私と一緒にいる時みたいに笑いあってくれていたら…。
純血主義者じゃなかったら…。
それを想像したらとくんっと心臓が跳ねた気がした。
でもそんな姿はきっとドラコではないだろう。
レンはドラコからそっと離れれば、へらりと微笑んで見せた。
「ドラコの気持ち、嬉しかった。けど、私…ヴォルデモートを倒してからじゃないと自分自身の事なんて考えられないと思うわ。だから、今はごめんなさい。…ドラコが同じグリフィンドールじゃなくて良かった。私と2人の時みたいにあそこで笑っていてくれたら、きっと私の決心は鈍っていたかもしれないもの。」
レンのその言葉にドラコは瞳を丸くし驚いた様な表情を見せる。
「という事は、あのウィーズリーの双子の片割れと僕は同じスタートラインに立てたって事か。そして、その言葉から察するに僕は一歩リードしている様だ。」
ドラコは良い方向に捉える事にしたのだろう、勝気に笑んでいた。
「どうせ今すぐに答えを出してもらうつもりは無かった。それで十分だ。落ち着いたら争奪戦から見事我が姫君をこの手に抱いて見せるさ。…レン、だから死んだりするなよ。」
「ドラコもね。」
レンは小さく笑むとドラコは再度レンに口付け、レンはまた顔を真っ赤にし後ろに引こうとするも、ベッドの上という事を忘れ落ちかければ、ドラコが慌てて腕を引きよせてくれた。

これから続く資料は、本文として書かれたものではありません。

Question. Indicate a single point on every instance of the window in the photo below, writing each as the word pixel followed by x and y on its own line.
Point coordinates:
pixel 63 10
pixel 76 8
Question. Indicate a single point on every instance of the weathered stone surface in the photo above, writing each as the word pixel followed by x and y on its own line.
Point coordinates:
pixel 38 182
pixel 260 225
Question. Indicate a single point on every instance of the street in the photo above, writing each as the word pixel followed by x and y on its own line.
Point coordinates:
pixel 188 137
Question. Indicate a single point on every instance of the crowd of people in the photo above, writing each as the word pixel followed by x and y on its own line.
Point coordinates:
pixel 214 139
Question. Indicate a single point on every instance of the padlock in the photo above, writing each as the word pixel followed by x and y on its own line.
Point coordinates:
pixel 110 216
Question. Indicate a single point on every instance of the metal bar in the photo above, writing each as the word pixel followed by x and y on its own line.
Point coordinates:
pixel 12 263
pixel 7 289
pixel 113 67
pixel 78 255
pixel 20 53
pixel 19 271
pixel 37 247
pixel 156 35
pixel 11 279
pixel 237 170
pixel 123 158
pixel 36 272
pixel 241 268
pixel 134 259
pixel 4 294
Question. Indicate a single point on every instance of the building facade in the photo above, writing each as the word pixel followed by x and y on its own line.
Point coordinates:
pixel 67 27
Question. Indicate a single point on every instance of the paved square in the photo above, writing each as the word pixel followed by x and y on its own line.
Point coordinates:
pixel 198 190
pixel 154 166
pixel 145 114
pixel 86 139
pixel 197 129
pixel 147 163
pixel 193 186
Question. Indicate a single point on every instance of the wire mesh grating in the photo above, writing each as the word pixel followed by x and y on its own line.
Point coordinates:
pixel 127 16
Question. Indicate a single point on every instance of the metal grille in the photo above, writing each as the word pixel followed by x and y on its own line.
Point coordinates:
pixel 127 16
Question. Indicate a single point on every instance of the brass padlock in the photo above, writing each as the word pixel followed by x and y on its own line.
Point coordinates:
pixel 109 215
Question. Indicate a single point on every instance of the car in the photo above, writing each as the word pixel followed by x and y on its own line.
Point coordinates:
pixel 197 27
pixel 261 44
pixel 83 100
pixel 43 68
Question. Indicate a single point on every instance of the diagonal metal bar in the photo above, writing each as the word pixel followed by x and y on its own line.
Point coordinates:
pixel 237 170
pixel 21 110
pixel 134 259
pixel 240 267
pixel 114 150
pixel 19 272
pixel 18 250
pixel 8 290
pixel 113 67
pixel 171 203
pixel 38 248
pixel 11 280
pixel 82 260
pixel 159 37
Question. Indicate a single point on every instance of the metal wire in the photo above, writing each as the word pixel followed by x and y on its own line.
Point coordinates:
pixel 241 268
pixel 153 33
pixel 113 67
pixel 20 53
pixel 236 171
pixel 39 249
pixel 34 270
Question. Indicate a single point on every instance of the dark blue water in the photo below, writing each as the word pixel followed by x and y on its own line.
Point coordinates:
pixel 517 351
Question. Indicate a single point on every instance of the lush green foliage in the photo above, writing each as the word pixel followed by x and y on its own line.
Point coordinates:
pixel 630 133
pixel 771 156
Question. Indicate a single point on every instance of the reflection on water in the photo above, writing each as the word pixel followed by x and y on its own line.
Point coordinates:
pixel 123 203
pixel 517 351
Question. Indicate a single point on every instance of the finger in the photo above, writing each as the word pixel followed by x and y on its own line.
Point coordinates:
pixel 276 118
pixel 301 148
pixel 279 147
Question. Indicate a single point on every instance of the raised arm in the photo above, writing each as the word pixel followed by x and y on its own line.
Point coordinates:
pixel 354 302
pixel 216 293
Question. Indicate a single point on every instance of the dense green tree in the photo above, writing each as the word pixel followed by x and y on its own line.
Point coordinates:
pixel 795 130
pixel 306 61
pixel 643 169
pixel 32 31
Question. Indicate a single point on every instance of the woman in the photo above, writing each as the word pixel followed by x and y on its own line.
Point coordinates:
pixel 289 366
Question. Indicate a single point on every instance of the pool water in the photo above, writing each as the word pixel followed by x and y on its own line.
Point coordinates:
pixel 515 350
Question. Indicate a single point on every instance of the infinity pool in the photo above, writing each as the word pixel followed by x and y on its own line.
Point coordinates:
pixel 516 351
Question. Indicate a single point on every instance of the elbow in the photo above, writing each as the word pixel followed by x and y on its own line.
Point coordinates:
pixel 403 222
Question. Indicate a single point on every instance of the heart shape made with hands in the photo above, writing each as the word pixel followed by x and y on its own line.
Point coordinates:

「だけど、今からこうして僕の方に傾けさせることも忘れたりはしないから。」
「…馬鹿ね。そんな労力あったら、もっと素敵な人にアピールしたら良いのに。」
「キミより素敵な人なんているものか。」
「いつも貴方に文句ばかり言っているのに?」
その言葉にドラコは目を丸くして驚いた様に口を開ければレンはくすりと笑ってしまう。
「…まぁいい。早く、彼奴らの所へ帰れ。どうせ僕がまた襲っているんじゃないかって心配しているだろ。…それにこれ以上い続けられると、僕も本当に襲ってしまうかもしれない。」
それにレンはベッドから降りるとベッと小さく舌を出すも、思いついたかの様にその額に口付け、お大事に。と言い立ち去ろうとすると、襟元を掴まれ再度キスをされ「このキス魔!」とレンは顔を真っ赤にしてから小さな声で怒り、逃げる様に医務室を去って行った。